Nissl stained insular cortex sections
Top:Sham
Bottom:Ibotenic acid lesion

Interactions between the insular cortex and BNST-AL

There is ample evidence suggesting corticotrophin releasing (CRF) cells in BNST-AL are anxiogenic. However, it is unclear which structures “inform” CRF cells of threatening environmental contingencies. For instance, the oval nucleus (where CRF cells are concentrated) is devoid of inputs from basolateral amygdala, subiculum or medial amygdala, in contrast to other BNST subnuclei. However, the oval nucleus receives selective viscerosensory afferents from the anterior and middle insular cortex.

Top:ChR2 and GFP expressing insular cortex axons in BNST-AL.
Bottom: Light-evoked (1 Hz) excitatory potentials in BNST-AL.

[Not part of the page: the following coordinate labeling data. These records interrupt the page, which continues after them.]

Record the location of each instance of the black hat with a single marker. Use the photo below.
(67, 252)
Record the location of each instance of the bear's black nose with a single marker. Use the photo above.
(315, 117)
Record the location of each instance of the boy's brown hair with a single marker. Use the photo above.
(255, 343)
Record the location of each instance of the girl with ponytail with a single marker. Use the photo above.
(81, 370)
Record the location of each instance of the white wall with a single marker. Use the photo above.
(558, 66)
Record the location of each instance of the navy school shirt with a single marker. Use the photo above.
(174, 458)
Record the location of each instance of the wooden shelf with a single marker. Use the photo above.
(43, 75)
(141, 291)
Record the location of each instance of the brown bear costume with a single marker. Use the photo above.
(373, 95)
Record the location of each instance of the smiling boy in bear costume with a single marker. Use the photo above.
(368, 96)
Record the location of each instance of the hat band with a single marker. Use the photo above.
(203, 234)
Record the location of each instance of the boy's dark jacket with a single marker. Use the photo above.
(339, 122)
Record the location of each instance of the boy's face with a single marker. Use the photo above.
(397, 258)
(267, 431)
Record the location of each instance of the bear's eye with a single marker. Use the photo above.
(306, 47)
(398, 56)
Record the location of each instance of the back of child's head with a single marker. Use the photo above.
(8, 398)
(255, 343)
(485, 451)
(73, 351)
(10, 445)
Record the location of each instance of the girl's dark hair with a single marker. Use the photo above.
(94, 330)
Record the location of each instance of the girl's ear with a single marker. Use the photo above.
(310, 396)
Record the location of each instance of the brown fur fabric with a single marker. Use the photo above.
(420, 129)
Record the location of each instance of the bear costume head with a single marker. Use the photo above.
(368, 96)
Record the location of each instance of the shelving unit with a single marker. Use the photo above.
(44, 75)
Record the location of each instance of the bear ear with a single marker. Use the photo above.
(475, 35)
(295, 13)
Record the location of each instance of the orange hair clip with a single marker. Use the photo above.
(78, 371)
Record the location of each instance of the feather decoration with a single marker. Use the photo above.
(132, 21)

The anterior insular cortex (in contrast to its gustatory posterior counterpart) has been implicated in a wide range of complex behaviors, as well as negative emotions (for reviews on human studies: Craig, 2009; Feinstein, 2013). Therefore, we set out to characterize the interactions between the insular cortex and BNST. First we tested the effects of anterior insular lesions in behavioral tests that are known to involve BNST activity like contextual fear conditioning and exposure to elevated plus maze. However, ibotenic lesions did not affect performance. On the other hand, there is evidence that both BNST and anterior insular cortex lesions decrease inhibitory avoidance, suggesting this behavioral paradigm is a good candidate to study insular cortex-BNST/oval nucleus interactions.